Le président Abdel Fattah al-Sisi, un ancien chef de l'armée qui a évincé le premier dirigeant démocratiquement élu d'Égypte en 2013, a reconnu que la situation est difficile mais a affirmé que les défis ne sont pas le fait de l'État.

Les commentaires de Sisi la semaine dernière demandant aux Égyptiens d'"arrêter de jacasser" à propos de l'économie ont suscité des railleries satiriques sur les médias sociaux, tout comme une récente directive gouvernementale suggérant les pattes de poulet comme une option bon marché et riche en protéines pour les ménages en difficulté.

Jusqu'à présent, il y a peu de signes extérieurs de dissidence publique, ce qui serait risqué. La sécurité renforcée imposée lors d'une vaste répression de l'opposition politique sous Sisi signifie que les manifestations publiques sont effectivement interdites et que les comptes de médias sociaux sont soumis à une surveillance.

GRAPHIQUE : La livre égyptienne se déprécie pour atteindre son plus bas niveau historique - https://www.reuters.com/graphics/EGYPT-ECONOMY/zdvxdrjnrvx/chart.png

Pourtant, une plus grande agitation économique à court terme complique les plans de l'Égypte pour tenter de redresser la situation après les turbulences politiques et économiques qui ont suivi le soulèvement du Printemps arabe en 2011.

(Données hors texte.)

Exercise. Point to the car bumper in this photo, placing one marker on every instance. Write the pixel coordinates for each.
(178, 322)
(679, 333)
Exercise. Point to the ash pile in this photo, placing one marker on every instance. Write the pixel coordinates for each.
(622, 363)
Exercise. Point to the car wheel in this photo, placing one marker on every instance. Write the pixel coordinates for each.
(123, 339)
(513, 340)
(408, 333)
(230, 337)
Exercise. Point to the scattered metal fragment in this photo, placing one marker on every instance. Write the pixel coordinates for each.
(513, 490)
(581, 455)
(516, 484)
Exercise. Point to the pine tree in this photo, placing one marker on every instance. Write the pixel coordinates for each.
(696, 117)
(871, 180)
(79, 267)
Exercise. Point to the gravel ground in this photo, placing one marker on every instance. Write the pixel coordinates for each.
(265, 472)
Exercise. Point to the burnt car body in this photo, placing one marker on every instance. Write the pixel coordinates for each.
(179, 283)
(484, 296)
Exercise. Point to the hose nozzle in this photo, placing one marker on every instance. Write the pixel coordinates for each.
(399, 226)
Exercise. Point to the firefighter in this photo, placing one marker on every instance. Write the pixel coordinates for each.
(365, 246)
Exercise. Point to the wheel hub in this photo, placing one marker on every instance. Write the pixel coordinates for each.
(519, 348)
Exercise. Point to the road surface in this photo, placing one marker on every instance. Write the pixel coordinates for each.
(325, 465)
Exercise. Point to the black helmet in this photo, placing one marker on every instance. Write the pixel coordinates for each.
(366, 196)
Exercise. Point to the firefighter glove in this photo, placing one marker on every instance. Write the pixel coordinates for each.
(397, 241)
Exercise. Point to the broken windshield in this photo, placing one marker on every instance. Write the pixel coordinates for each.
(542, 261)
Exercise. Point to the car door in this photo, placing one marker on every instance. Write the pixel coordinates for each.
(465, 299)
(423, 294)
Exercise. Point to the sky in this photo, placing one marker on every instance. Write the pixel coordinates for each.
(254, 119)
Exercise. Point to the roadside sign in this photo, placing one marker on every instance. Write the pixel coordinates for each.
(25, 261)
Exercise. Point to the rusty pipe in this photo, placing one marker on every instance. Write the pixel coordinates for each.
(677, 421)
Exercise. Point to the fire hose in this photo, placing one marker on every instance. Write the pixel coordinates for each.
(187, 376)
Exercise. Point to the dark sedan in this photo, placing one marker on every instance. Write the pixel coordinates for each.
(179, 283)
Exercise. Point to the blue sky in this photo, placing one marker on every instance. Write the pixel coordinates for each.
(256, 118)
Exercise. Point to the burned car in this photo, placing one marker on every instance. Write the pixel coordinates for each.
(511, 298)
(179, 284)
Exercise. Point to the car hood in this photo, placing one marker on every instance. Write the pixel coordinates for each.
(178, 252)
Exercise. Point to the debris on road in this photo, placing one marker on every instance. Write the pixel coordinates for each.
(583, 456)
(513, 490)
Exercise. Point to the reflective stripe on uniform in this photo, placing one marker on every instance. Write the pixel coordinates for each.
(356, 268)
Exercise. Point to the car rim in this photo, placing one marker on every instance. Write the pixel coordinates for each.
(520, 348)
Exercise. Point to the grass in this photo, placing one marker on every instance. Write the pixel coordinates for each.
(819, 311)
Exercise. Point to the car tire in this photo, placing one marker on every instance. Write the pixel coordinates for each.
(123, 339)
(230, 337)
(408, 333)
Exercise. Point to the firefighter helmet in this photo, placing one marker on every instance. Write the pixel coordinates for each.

Le pays a récemment entamé un nouvel accord avec le FMI, qui prévoit un financement de 3 milliards de dollars à verser par tranches après examen, et qui est censé pousser les autorités à réduire les dépenses et le fardeau de la dette, à passer définitivement à un taux de change flexible et à entreprendre des réformes structurelles, notamment en réduisant le rôle économique de l'État et de l'armée.

L'accord prévoit également d'augmenter les dépenses sociales pour protéger les personnes vulnérables. Toutefois, si l'inflation reste plus élevée que prévu cette année, cela pourrait déclencher des consultations avec le FMI et ajouter aux pressions budgétaires en poussant le gouvernement à dépenser davantage en subventions.

Le gouvernement, qui subventionne largement le pain pour plus de 70 millions de citoyens, a commencé cette semaine à fournir des pains à prix coûtant à ceux qui ne possèdent pas de carte de subvention. Les fonctionnaires affirment qu'une allocation en espèces pour les familles les plus pauvres du pays a été étendue pour couvrir plus de cinq millions de familles.

Pour beaucoup cependant, ce soutien est insuffisant.

"Les organisations caritatives couvrent une grande partie des besoins en Égypte, même pour ceux qui reçoivent des pensions et les diverses allocations gouvernementales", a déclaré el-Tabei, le directeur de l'organisation caritative.